Institute of Biotechnology INBIOTEC, Parque Científico de León, 24006 León,1 Area of Microbiology, Faculty of Biology, University of León, 24071 León, Spain2
Received 4 December 2003/ Accepted 15 January 2004
Sequencing of the DNA region on the left fringe of the pimaricin gene cluster revealed the presence of a 3.6-kb gene, pimR, whose deduced product (1,198 amino acid residues) was found to have amino acid sequence homology with bacterial regulatory proteins. Database comparisons revealed that PimR represents the archetype of a new class of regulators, combining a Streptomyces antibiotic regulatory protein (SARP)-like N-terminal section with a C-terminal half homologous to guanylate cyclases and large ATP-binding regulators of the LuxR family. Gene replacement of pimR from Streptomyces natalensis chromosome results in a complete loss of pimaricin production, suggesting that PimR is a positive regulator of pimaricin biosynthesis.
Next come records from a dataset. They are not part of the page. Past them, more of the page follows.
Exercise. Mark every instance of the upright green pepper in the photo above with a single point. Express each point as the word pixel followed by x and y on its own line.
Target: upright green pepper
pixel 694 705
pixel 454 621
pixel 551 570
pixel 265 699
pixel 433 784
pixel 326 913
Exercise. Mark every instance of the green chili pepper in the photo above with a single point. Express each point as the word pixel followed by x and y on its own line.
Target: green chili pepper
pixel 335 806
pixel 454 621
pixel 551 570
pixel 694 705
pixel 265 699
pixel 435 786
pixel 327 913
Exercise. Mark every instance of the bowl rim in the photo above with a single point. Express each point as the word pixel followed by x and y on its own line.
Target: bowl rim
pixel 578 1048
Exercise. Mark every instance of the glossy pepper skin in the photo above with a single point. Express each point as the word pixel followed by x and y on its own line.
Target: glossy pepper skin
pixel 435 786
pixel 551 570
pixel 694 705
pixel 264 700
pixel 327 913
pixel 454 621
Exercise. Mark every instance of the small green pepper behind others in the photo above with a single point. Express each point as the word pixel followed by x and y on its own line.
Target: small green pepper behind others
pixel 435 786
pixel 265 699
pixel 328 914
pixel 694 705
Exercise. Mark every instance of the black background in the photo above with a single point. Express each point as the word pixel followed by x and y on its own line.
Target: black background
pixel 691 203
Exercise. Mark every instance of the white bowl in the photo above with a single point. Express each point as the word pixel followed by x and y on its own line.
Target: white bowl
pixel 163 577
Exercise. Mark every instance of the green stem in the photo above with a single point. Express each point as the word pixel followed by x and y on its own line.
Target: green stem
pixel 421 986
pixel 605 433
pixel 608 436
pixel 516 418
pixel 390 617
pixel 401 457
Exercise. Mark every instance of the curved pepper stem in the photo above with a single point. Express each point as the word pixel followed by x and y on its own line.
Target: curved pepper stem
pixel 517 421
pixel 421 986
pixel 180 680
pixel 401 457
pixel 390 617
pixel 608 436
Gene expression analysis by reverse transcriptase PCR (RT-PCR) of the pimaricin gene cluster revealed that S. natalensis
PimR shows no expression at all of the cholesterol oxidase-encoding gene pimE, and very low level transcription of the remaining genes of the cluster except for the mutant pimR gene, thus demonstrating that this regulator activates the transcription of all the genes belonging to the pimaricin gene cluster but not its own transcription.